L’Istituto Bruno Leoni si è già occupato della questione in passato, evidenziando come le azioni di Roche e Novartis che venivano interpretate come intesa orizzontale dall’Autorità garante della concorrenza fossero in realtà la mera conseguenza del rispetto della normativa sulla farmacovigilanza da parte delle società (per un’analisi puntuale di Serena Sileoni si veda qui e qui).
Il nodo della questione è il conflitto d’interessi in capo al potere dello Stato, il quale oggi, nel nostro sistema in cui si persegue la chimera del diritto alla salute per tutti e a costo zero, è contemporaneamente regolatore a tutela della salute e finanziatore della (maggior parte della) spesa per farmaci necessari a curare i pazienti. In questo caso, è interesse del regolatore che le imprese farmaceutiche rispettino la normativa sulla farmacovigilanza, mentre è interesse del finanziatore risparmiare risorse sostituendo l’acquisto del caro Lucentis con quello del più economico Avastin, nonostante procedure approvate da autorità preposte non pongano i due farmaci, da un punto di vista scientifico, sullo stesso piano (si veda Sileoni).
L’avvocato generale ha messo il dito nella piaga. Dopo aver specificato che Avastin rientra nell’ambito di applicazione della direttiva 81/2003 e pur avendo riconosciuto che al fine di fronteggiare situazioni eccezionali gli Stati membri possano esonerare certi farmaci (e quindi anche Avastin) dall’applicazione della direttiva, egli chiarisce senza mezzi termini che “tale eccezione debba essere fondata su considerazioni di carattere puramente terapeutico e che quindi essa sia ammissibile soltanto nell’ipotesi in cui un paziente non potrebbe essere curato con un farmaco diverso, autorizzato per l’indicazione terapeutica specifica (come, nella specie, il Lucentis), perché tale diverso farmaco è inefficace o controindicato per un determinato paziente o perché esso è indisponibile sul mercato nazionale. In compenso la suddetta eccezione non include la situazione in cui il medico sceglie il farmaco utilizzato off-label solo per contenere i costi a carico del Ssn”.
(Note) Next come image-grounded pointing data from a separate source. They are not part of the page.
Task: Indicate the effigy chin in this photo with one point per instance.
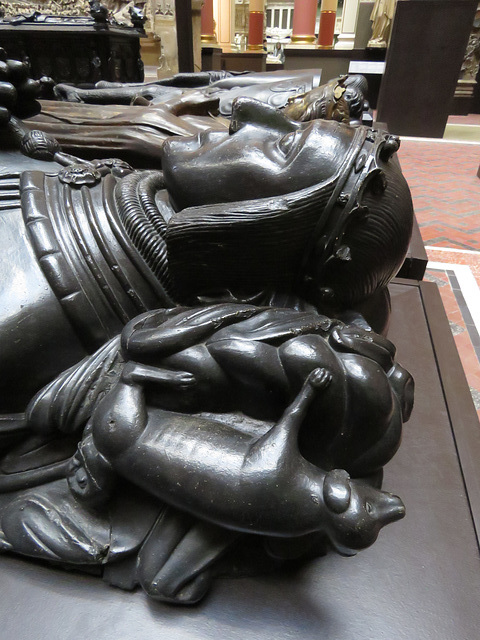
(196, 379)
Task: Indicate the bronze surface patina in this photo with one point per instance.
(191, 381)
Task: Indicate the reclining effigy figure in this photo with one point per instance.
(190, 368)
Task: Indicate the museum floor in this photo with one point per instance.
(446, 195)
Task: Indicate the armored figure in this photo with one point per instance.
(191, 368)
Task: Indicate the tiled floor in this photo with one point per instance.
(446, 196)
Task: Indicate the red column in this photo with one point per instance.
(304, 15)
(328, 12)
(255, 24)
(207, 28)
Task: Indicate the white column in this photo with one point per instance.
(349, 24)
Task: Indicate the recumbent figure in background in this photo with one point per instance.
(239, 379)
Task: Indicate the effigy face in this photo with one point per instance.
(212, 385)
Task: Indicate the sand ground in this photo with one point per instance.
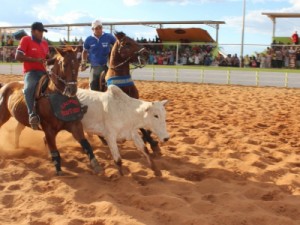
(233, 159)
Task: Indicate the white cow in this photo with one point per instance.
(116, 116)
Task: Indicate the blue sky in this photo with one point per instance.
(258, 28)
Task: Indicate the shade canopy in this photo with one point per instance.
(184, 35)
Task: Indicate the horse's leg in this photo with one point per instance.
(20, 127)
(55, 156)
(154, 144)
(4, 112)
(102, 139)
(141, 146)
(113, 147)
(77, 132)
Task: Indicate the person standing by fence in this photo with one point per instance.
(96, 48)
(295, 38)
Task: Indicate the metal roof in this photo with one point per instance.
(159, 23)
(281, 15)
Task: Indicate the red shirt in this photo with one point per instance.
(295, 38)
(32, 48)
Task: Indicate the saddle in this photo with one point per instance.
(64, 108)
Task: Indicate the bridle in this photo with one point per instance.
(58, 78)
(136, 53)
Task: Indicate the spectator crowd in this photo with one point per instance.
(277, 55)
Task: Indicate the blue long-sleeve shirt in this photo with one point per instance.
(99, 48)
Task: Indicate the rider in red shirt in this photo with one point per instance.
(295, 38)
(33, 51)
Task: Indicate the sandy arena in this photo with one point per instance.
(233, 159)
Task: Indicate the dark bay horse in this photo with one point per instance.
(126, 51)
(61, 81)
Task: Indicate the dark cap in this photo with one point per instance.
(38, 26)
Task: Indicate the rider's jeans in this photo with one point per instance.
(30, 81)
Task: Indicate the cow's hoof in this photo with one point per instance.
(156, 150)
(95, 165)
(157, 173)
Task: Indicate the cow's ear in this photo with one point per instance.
(164, 101)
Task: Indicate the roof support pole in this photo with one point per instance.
(274, 27)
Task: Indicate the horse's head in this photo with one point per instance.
(64, 72)
(131, 51)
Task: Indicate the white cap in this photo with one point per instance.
(96, 23)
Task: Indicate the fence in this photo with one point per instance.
(187, 71)
(198, 75)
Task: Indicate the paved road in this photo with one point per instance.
(278, 79)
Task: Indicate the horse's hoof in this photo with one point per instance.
(157, 173)
(121, 172)
(95, 165)
(59, 173)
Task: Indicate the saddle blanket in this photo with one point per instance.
(66, 108)
(120, 81)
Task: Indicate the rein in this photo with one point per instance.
(139, 65)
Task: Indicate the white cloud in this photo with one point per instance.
(131, 2)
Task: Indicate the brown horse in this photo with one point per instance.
(61, 81)
(126, 51)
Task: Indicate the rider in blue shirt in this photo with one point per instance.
(96, 48)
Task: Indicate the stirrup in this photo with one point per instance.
(34, 121)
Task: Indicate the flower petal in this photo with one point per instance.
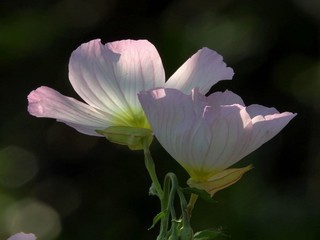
(220, 180)
(224, 98)
(267, 123)
(204, 69)
(204, 139)
(22, 236)
(46, 102)
(108, 77)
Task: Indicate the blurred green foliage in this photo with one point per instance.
(70, 186)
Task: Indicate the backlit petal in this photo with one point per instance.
(267, 123)
(220, 180)
(108, 77)
(204, 69)
(46, 102)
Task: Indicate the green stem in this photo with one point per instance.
(192, 202)
(149, 163)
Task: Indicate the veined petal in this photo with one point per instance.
(22, 236)
(204, 69)
(224, 98)
(46, 102)
(220, 180)
(170, 116)
(230, 132)
(267, 123)
(108, 77)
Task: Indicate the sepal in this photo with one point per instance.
(203, 194)
(207, 234)
(130, 136)
(220, 180)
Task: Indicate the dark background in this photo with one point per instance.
(61, 184)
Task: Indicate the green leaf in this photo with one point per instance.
(157, 218)
(201, 193)
(207, 234)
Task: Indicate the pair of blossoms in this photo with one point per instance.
(123, 85)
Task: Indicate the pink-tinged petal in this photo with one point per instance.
(204, 69)
(22, 236)
(224, 98)
(108, 77)
(256, 110)
(219, 180)
(170, 116)
(46, 102)
(266, 127)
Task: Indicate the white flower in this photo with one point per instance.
(108, 78)
(206, 135)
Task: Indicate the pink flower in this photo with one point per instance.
(22, 236)
(108, 78)
(206, 135)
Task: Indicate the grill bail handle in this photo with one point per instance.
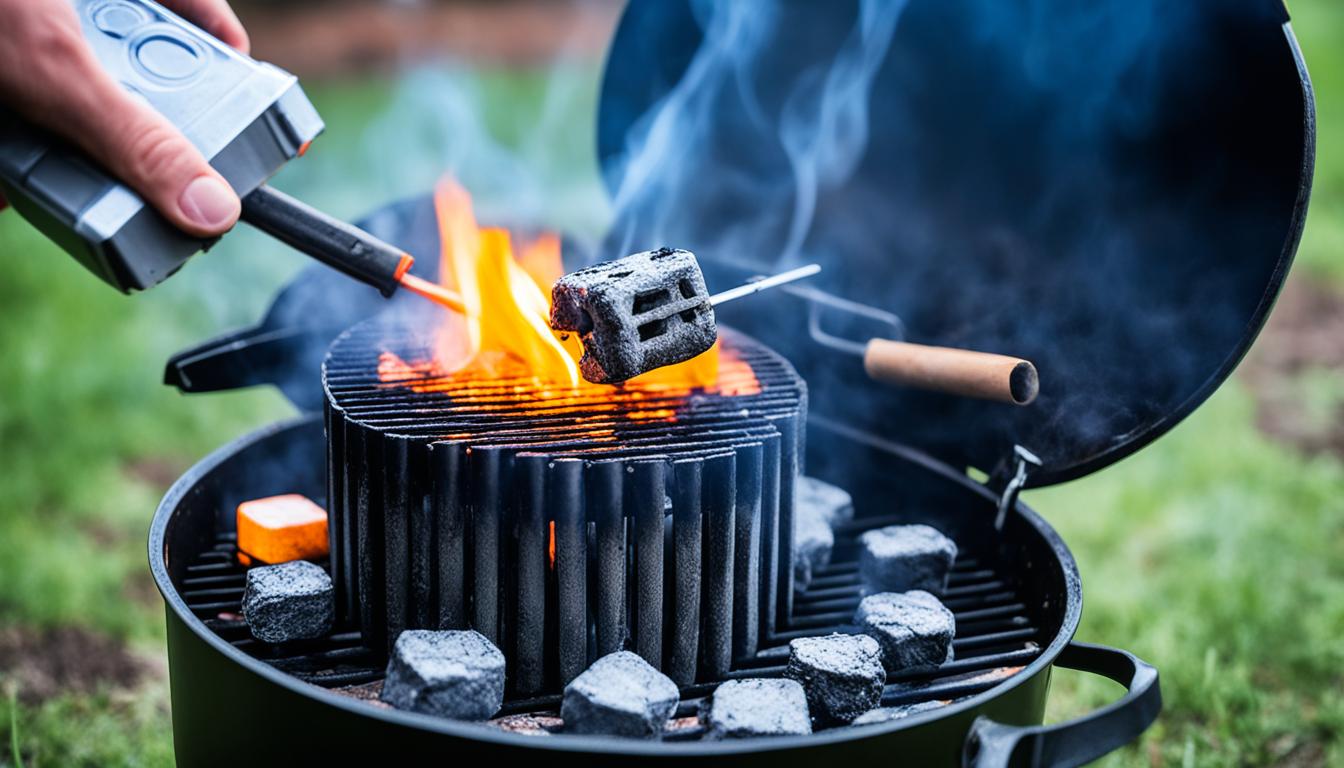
(1077, 741)
(953, 371)
(331, 241)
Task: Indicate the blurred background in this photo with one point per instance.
(1251, 658)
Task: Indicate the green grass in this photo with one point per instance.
(1215, 553)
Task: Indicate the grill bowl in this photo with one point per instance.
(227, 704)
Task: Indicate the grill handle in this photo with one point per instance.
(954, 371)
(1082, 740)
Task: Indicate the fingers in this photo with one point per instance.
(214, 16)
(145, 151)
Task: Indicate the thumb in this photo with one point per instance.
(145, 151)
(140, 147)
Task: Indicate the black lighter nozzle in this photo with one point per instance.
(328, 240)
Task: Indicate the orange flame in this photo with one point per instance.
(504, 332)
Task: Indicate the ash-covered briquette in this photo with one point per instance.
(889, 713)
(898, 558)
(842, 674)
(636, 314)
(817, 507)
(456, 674)
(812, 544)
(914, 628)
(289, 601)
(829, 502)
(620, 696)
(754, 708)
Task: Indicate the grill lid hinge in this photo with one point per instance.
(1022, 457)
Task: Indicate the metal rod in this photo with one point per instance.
(645, 496)
(532, 540)
(563, 494)
(449, 507)
(765, 283)
(686, 565)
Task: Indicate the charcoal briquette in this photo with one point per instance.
(457, 674)
(842, 675)
(754, 708)
(831, 502)
(620, 696)
(812, 542)
(898, 558)
(914, 628)
(289, 601)
(636, 314)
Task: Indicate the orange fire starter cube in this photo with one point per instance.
(280, 529)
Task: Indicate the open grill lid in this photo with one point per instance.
(1112, 190)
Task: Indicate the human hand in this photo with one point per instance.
(51, 77)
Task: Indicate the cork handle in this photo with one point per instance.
(953, 371)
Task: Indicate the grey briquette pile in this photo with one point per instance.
(817, 507)
(620, 696)
(914, 628)
(812, 544)
(453, 673)
(289, 601)
(897, 558)
(842, 674)
(636, 314)
(753, 708)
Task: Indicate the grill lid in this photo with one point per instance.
(1114, 191)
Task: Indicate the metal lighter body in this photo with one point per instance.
(246, 117)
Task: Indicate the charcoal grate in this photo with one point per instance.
(995, 635)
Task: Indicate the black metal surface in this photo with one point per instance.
(333, 242)
(483, 453)
(1112, 190)
(230, 693)
(1082, 740)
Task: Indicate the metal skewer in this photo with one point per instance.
(765, 283)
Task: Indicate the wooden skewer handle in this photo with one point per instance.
(953, 371)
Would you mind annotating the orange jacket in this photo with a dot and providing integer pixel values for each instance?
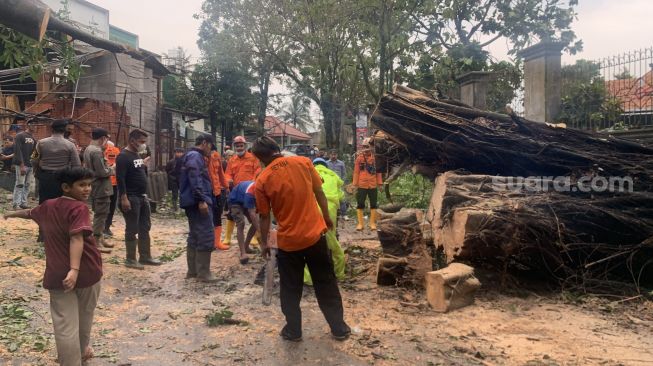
(214, 163)
(365, 174)
(240, 169)
(110, 154)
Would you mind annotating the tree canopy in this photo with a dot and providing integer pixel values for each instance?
(344, 54)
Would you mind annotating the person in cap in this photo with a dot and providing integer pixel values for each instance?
(291, 188)
(241, 167)
(242, 206)
(220, 187)
(338, 166)
(51, 155)
(7, 153)
(131, 173)
(24, 143)
(197, 199)
(332, 187)
(367, 181)
(102, 190)
(111, 152)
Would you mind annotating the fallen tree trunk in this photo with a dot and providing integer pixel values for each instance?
(444, 137)
(493, 225)
(408, 258)
(33, 18)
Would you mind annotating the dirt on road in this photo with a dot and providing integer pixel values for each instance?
(156, 317)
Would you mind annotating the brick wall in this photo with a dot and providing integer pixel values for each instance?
(89, 114)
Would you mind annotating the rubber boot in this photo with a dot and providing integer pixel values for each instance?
(131, 261)
(145, 257)
(255, 241)
(105, 243)
(361, 220)
(190, 261)
(218, 244)
(99, 244)
(373, 219)
(203, 265)
(229, 232)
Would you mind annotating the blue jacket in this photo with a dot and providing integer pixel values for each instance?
(243, 194)
(194, 182)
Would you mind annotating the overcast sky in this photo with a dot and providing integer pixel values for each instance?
(607, 27)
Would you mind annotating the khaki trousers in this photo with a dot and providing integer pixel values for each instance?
(101, 208)
(72, 318)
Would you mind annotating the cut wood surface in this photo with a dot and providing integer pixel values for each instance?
(452, 287)
(492, 225)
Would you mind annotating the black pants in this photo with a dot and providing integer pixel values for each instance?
(201, 235)
(217, 210)
(363, 193)
(137, 220)
(174, 190)
(49, 186)
(291, 276)
(112, 209)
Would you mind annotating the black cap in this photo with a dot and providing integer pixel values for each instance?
(59, 123)
(99, 133)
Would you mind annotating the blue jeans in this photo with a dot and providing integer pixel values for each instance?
(21, 189)
(201, 235)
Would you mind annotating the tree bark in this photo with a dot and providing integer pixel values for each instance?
(447, 137)
(264, 85)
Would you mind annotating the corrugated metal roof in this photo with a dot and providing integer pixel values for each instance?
(643, 136)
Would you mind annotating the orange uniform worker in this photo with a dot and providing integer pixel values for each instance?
(219, 182)
(291, 188)
(367, 180)
(110, 154)
(241, 167)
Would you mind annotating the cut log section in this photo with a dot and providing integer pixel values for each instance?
(451, 288)
(389, 271)
(400, 232)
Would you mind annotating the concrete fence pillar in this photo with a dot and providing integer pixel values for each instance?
(474, 88)
(542, 81)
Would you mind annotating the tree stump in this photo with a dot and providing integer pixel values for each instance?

In altre parole, secondo l’avvocato generale non è pensabile che il conflitto di interessi in capo allo Stato si risolva, in materia di salute, a favore del finanziatore. Una tale conclusione appare ragionevole. Nondimeno, soprattutto in tempi di “austerità” come quelli che stiamo attraversando, potrebbe essere persino più saggio provare a ripensare il perimetro delle competenze in capo allo Stato, onde evitare che si arrivi al momento in cui, per necessità, non si possa far altro che cedere all’interesse del finanziatore a discapito dei pazienti.